U.S. arms export laws require the state department to report to Congress on violations of arms export rules by countries that have bought those weapons from the U.S. The law says the weapons can be used for domestic security, legitimate self-defense, participation in arrangements that comply with UN decisions, or for civil operations. In addition, the U.S. can tack on other special conditions for any specific arms deal. Stinger missiles, for example, cannot be sold to certain countries without specific approval from the U.S.

The only attempt to bring the matter of U.S. arms being used by Israel against Palestinians was by a Michigan Democrat John Conyers Jr., considered pro-Arab in his outlook.
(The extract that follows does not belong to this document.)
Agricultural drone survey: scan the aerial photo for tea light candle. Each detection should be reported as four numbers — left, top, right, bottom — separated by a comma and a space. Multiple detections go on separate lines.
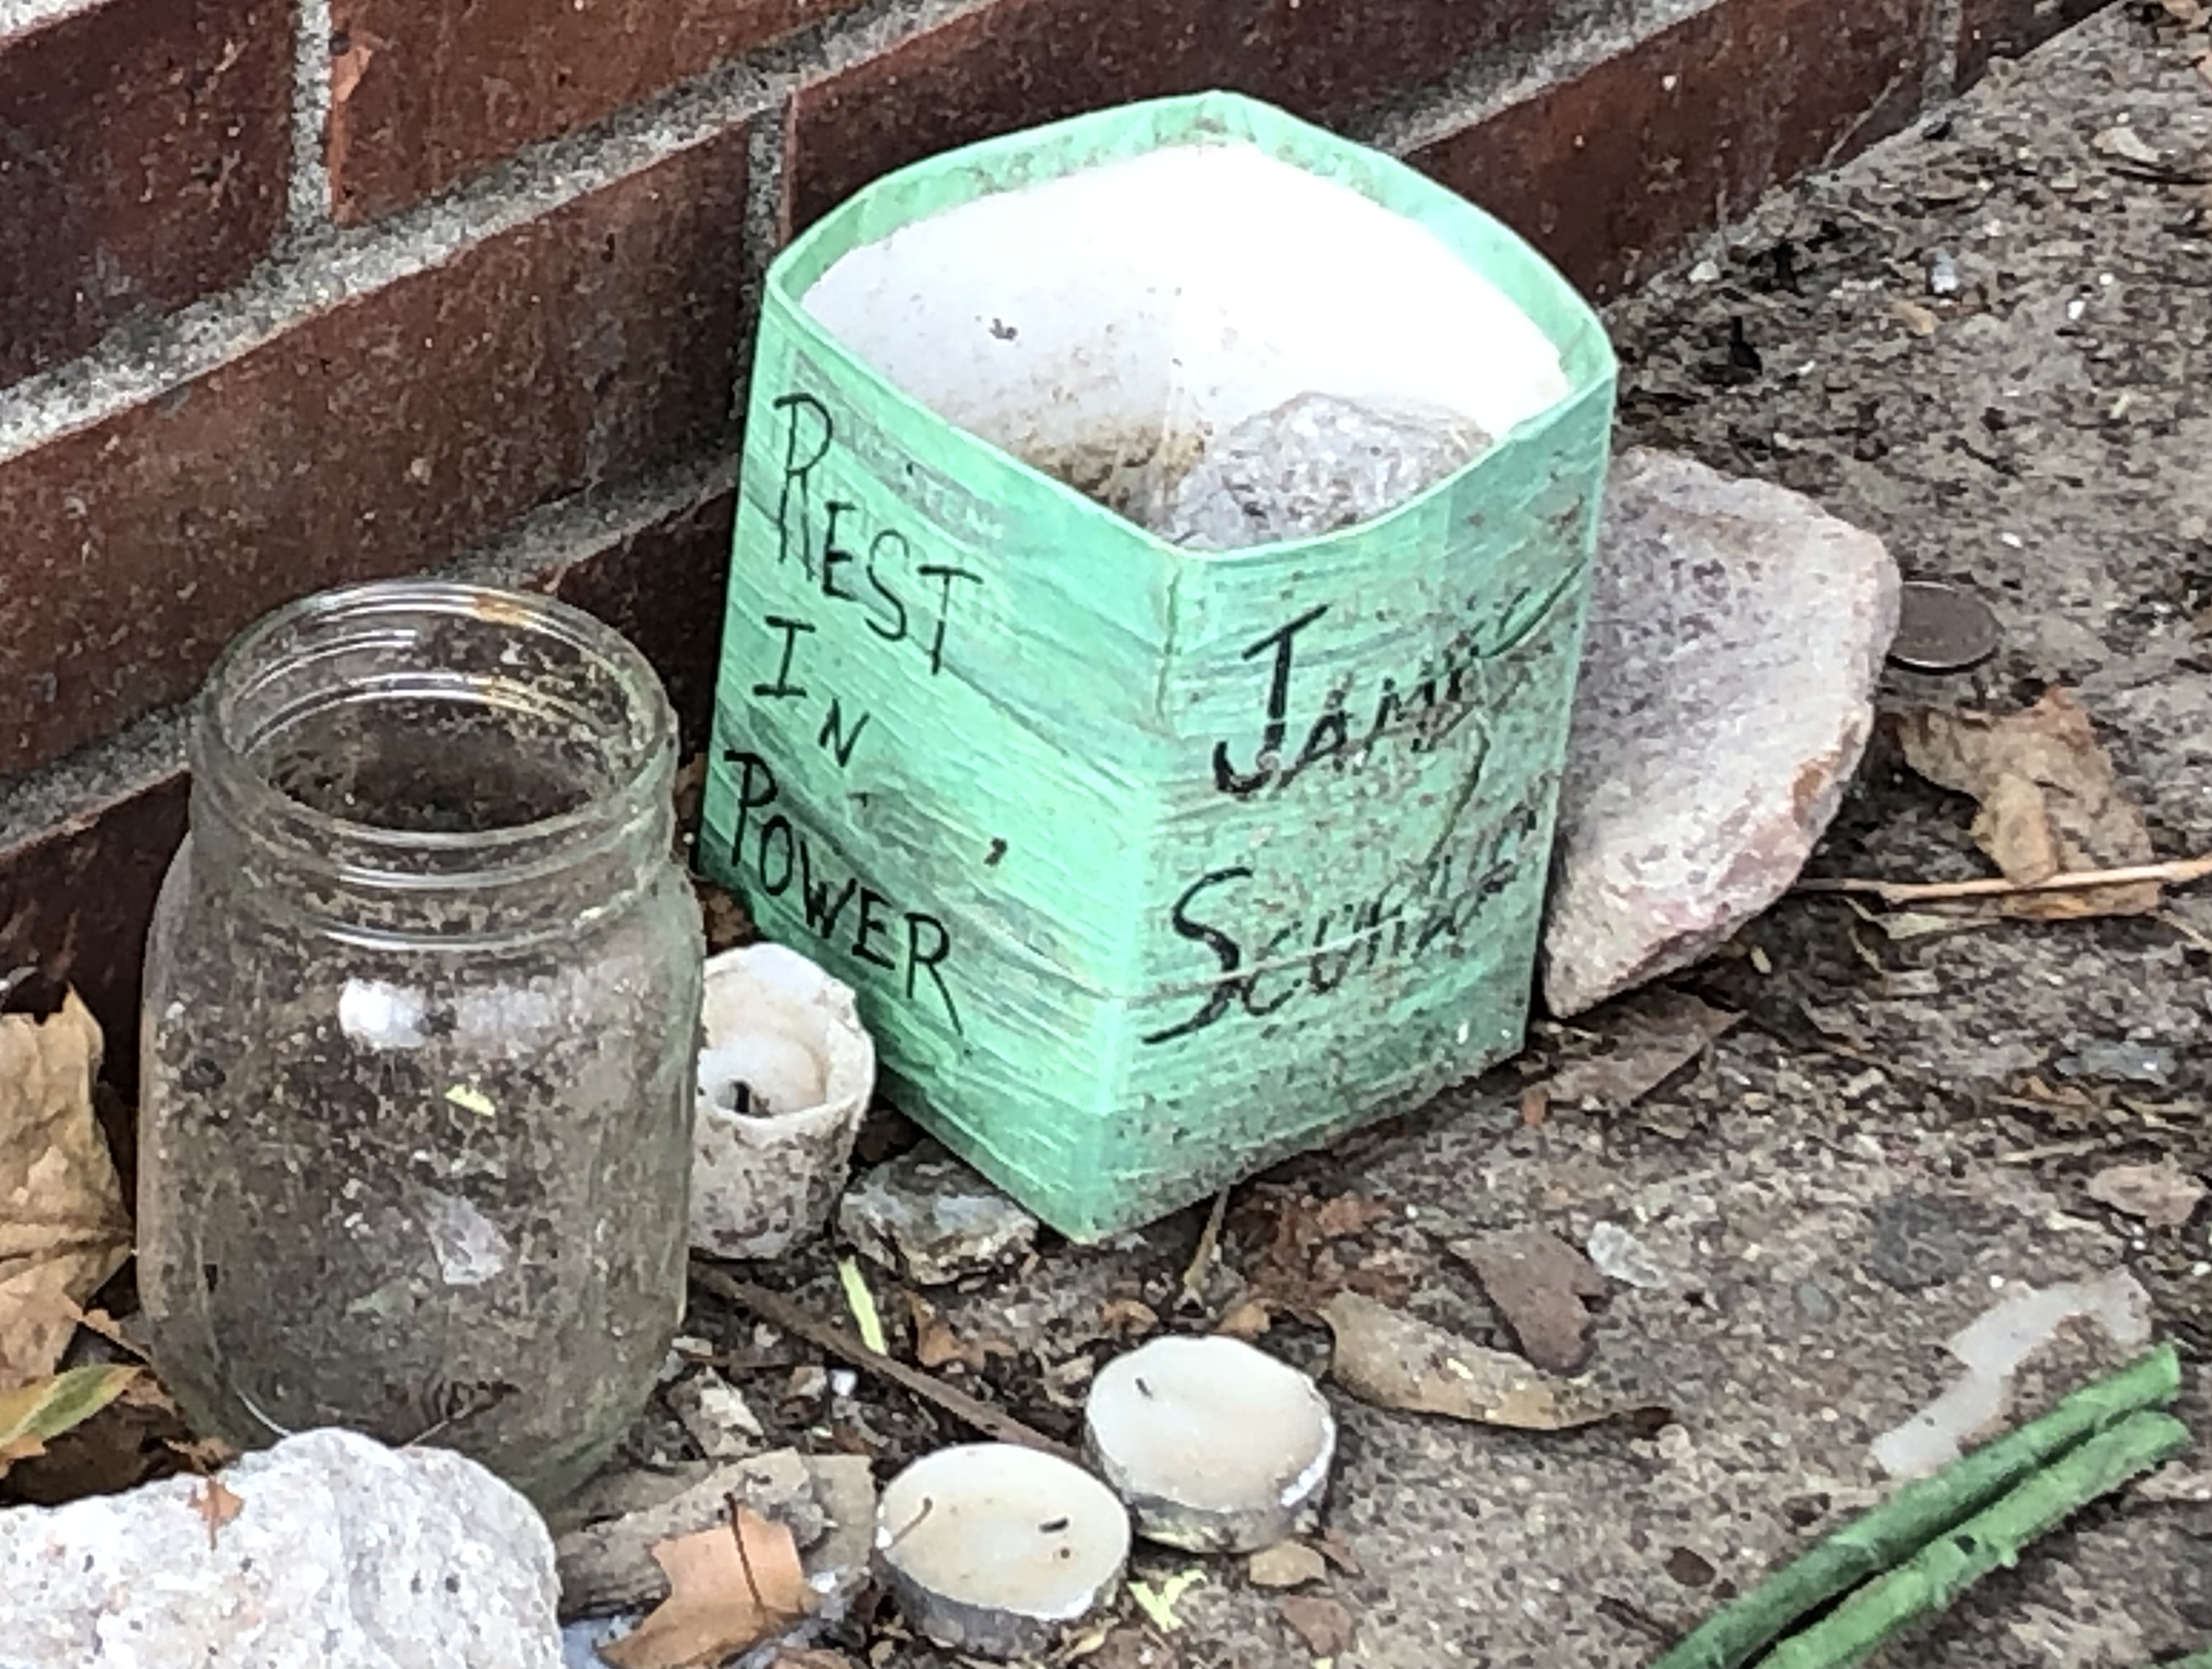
689, 943, 876, 1261
1084, 1335, 1335, 1552
876, 1443, 1130, 1661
He asked the Congress's comptroller to investigate Israel's use of American weaponry in the intifada. Six months later, in September 2001, a report was issued to Congress. It detailed U.S. arms sales to Middle East countries in the last decade, and briefly touched on the question of use, bringing State Department and Pentagon responses that there have been no violations of permissible use.

No Arrows to India

But while as far as Israel's use of the arms is concerned, the U.S. gives Israel a free hand, when it comes to sales and exports, it sometimes shackles Jerusalem. Just this week, as Powell headed to Asia, anonymous sources in the State Department made clear Washington would prohibit Israel's sale of the Arrow missile system to India. Israel was surprised by the timing of the issue, when in any case Israel needs its entire stockpile of missiles for the system, in case of a possible American offensive against Iraq.

The American explanations for its opposition to the sale, which has not yet been officially prohibited by the administration, is that the missile defense system would upset the delicate balance of power in the region and increase the arms race, since Pakistan would also look to acquire such systems. The Americans claimed the sale could violate missile anti-proliferation treaties, meant to prevent missile sales to foreign countries.

Israeli arguments that the Arrow is a missile defense system, not an offensive system, and so it does not violate the non-proliferation treaty. Nor did their reminders help that the system was a joint American-Israel project and in any case can't be sold without American permission. But the administration is being very strict on the issue, both publicly and privately.

Others have a different explanation for the American prohibition on Arrow sales to India. They say the administration acting on behalf of American industry. Next month, Raytheon, which makes the Patriot missile system, is presenting to India its parallel product to the Arrow, the PAC-4, and the administration wants to improve chances for the American company to get the contract.

But perhaps the most interesting development this past week was an item in the China Times saying the U.S. had offered Taiwan acquisition of the plans used to develop Israel's German-built Dolphin class submarines. If the ban on Arrow sales to India is an immediate blow to Israel's arms industry, an American sale of Israeli plans to Taiwan is a double blow, since it sabotages future Israeli sales of the plans. According to the China Times report, the Americans offered Taiwan a choice of several types of submarines, including the Dolphin.

The administration has not verified the report, but Israeli sources say the most surprising aspect of it is the fact the Americans did not consult with Israel before the offer was made to Taiwan, if indeed it was made.

Either way, the Israeli conclusion from this past week of friction over weapons with the administration remains the same: As long as the issues are about Israel's actual use of American arms, the two countries see eye-to-eye, despite various laws on the books. It's the business aspect that creates the real friction, where the interests of the two countries part. And as Israel learned most recently in the Phalcon affair, it's very difficult to beat the Americans when it comes to business.